Indiana lawmakers intended to clear up confusion about charter-school teacher licensing when they approved House Enrolled Act 1382. They did that, but they also opened the door for charter schools to hire some teachers with no requirements whatsoever.

The new law says 90 percent of the teachers employed by a charter school must have or be in the process of obtaining any Indiana teaching license or permit. That includes a so-called charter school license, a lower bar than the standard license required to teach in a regular public school. It could also include a substitute teaching permit; you can get one if you’re at least 18 and have finished high school.

For up to 10 percent of teachers in a charter school, however, the legislation did away with any requirements at all. They don’t need a teaching license, a college degree or even a high school diploma.

Rep. Robert Behning, author of HEA 1382 and chair of the House Education Committee, said it’s appropriate to give charter schools more hiring flexibility in exchange for being held to higher expectations.

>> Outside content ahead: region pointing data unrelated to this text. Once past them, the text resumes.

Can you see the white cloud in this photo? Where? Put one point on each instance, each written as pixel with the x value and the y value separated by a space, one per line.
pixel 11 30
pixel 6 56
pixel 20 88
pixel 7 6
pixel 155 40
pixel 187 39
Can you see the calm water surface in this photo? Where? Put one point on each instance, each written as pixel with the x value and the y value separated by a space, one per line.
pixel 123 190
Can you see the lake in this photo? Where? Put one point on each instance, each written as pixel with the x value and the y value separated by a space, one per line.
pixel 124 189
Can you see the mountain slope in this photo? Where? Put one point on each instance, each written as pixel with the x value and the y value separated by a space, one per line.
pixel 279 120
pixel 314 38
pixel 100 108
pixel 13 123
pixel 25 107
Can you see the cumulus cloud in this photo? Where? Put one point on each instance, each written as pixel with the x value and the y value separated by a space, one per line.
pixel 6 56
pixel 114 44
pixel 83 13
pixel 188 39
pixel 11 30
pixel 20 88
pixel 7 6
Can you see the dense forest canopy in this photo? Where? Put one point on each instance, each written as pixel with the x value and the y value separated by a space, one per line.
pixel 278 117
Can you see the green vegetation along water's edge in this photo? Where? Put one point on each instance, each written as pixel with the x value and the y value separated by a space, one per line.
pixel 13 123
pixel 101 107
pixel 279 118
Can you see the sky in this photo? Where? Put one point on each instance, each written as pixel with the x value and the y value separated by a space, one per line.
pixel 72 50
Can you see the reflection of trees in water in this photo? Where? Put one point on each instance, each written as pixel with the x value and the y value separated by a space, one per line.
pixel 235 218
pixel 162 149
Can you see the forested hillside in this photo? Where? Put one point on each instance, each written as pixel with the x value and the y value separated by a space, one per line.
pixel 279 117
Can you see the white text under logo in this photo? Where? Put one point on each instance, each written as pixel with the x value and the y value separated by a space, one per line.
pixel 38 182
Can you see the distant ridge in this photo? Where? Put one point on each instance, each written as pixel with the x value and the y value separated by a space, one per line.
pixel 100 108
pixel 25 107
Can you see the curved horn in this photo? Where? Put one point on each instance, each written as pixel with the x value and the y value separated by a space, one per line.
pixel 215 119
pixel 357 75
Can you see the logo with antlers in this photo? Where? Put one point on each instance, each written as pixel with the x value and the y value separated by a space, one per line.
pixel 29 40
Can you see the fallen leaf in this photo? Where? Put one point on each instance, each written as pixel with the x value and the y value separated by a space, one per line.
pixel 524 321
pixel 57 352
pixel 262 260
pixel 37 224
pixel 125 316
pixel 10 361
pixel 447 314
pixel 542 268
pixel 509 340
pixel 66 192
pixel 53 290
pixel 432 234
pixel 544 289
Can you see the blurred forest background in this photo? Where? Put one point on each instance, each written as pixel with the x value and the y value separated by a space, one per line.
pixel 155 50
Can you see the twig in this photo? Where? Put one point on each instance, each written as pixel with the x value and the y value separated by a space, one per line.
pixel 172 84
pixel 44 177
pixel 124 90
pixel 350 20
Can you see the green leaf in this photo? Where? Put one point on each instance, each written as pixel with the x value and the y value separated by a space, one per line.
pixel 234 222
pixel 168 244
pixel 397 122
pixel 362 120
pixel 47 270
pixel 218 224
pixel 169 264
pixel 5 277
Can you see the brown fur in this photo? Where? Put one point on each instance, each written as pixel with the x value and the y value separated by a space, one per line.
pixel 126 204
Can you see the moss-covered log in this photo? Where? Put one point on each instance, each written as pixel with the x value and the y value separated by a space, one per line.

He doesn’t think they will hire unqualified teachers.

“The 10 percent of teachers could be qualified professionals who might be considered experts in their field, and who are able to work in a classroom, but who do not currently have a license to teach,” he said in an email response to questions. “Ultimately, staffing decisions fall on the school administrators, who I believe will hire an educator they believe best fits the needs of their students.”